While the various writers’ market publications give you a glimpse into what these agents are seeking, PublishersMarketplace gives you a list of what that agent has actually sold. Which provides a deeper picture of whether your work might be right for that person.
Seeking an agent helps you hone in on whether your work is truly ready for prime time as well.
If you’re getting this sort of feedback:
֎ “I loved your voice here, but this isn’t quite right for my list . . .”
֎ “The plot holds potential, but the characters didn’t really draw me in . . .”
֎ “I liked the premise, but . . .”
Then you’re getting close. The agent actually took the time to read the query, perhaps a sample, saw something he liked, but in the end said no.
Maybe it truly isn’t what he represents. Or, maybe you need to dig deeper into the manuscript, revise again, go out again.
If you’re getting this sort of feedback:
֎ “Dear Writer . . .”
֎ Or any variation of a form rejection, or no response at all . . .
Then either you’re targeting the wrong agents, or your work truly isn’t ready to market.
Let’s be honest—when publishing’s gatekeepers had all the power, the quality level of books was much higher.
A sad truth, but true nonetheless.
Literary agents weren’t and aren’t the beasts new writers believe them to be. They still serve a vital function as the gatekeepers they are. And that is to only consider the cream of the crop.
Ask yourself this: If it isn’t up to an agent’s high level for representation, do you really want to self-publish it? Do you want to put it out for all to see an elementary effort?
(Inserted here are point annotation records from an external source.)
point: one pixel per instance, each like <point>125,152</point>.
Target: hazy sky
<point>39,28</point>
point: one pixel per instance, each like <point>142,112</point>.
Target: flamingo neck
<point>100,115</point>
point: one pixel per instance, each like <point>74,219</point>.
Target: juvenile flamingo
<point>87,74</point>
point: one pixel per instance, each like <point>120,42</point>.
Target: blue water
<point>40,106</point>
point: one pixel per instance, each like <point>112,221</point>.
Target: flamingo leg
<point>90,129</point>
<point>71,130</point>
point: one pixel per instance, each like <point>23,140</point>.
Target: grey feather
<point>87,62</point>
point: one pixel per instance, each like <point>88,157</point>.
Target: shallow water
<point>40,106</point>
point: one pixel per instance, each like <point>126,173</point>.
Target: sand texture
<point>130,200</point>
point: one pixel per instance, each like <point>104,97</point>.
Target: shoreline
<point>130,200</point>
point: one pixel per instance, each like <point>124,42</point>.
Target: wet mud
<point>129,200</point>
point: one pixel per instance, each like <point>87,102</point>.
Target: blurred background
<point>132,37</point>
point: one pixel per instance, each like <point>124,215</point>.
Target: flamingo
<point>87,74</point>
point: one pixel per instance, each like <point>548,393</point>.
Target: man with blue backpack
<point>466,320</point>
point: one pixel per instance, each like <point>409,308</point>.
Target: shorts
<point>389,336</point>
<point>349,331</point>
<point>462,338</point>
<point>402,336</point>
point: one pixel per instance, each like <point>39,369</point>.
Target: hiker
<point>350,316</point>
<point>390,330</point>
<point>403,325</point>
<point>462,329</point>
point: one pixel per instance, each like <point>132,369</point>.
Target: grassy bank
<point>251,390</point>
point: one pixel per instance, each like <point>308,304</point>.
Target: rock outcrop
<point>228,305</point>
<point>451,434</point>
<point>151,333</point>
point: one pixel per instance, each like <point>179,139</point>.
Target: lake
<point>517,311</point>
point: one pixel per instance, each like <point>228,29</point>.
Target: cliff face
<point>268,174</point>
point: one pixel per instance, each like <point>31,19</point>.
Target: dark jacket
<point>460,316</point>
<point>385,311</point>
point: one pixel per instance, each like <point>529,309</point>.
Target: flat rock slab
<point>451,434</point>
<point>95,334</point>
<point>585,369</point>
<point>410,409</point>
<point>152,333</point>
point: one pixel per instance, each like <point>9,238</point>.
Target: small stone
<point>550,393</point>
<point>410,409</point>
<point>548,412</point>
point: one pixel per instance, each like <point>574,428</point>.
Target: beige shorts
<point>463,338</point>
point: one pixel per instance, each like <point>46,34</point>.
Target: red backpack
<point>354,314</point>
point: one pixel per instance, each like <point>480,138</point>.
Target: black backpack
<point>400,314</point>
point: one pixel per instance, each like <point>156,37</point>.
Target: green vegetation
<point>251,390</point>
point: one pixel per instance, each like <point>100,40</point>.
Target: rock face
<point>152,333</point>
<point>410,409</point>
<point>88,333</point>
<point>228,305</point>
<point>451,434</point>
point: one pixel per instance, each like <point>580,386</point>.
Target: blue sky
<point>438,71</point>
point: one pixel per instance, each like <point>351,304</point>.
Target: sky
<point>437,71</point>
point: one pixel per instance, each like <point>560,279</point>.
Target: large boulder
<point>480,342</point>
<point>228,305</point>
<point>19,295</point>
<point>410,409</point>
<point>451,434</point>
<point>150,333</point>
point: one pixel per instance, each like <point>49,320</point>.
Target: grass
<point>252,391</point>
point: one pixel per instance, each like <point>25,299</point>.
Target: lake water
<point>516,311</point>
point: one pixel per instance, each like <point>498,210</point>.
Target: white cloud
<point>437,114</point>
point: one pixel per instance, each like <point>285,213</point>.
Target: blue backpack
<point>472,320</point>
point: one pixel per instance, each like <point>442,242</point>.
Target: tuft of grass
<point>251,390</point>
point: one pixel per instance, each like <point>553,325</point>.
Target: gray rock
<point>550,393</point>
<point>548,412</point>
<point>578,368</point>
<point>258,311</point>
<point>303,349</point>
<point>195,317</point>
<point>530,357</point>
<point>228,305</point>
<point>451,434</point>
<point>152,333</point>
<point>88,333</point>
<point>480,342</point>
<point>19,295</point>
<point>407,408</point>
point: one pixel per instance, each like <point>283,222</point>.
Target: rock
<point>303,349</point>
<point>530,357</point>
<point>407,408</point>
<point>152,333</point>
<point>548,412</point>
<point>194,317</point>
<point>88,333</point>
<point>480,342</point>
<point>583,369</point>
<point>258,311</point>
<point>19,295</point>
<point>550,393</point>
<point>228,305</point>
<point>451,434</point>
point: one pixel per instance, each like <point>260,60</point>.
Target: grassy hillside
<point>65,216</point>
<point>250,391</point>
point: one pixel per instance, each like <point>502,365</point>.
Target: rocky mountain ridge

Funny thing about those days of yore as well: When a writer couldn’t find an agent, he kept writing, penning another book, and another. He grew ever more accomplished as he wrote and wrote and wrote. Got critiqued, revised, worked with a great developmental editor, wrote some more. So by the time he was published, he didn’t have to worry about embarrassment from freshman efforts.
Today, that doesn’t much happen. Writers simply publish their own first efforts, don’t learn from the process, and continue with bad habits, keeping their writing levels low indeed.
I see this literally every day. And in truth, they’re robbing themselves of success.
But that doesn’t have to be you, does it. You want your work to be the very best it can be. You strive for a high level of writing, to pen books that people remember (and not for the laughable moments that weren’t supposed to be funny).
You want to be known as a great writer.
Or you wouldn’t be reading this!
So, do you still need a literary agent? Depends upon your goal. But traditional publishing is still the gold standard, and the one we reach for here. My writers are grasping for that brass ring, because writing, well, truly matters.
And isn’t that what you want as well?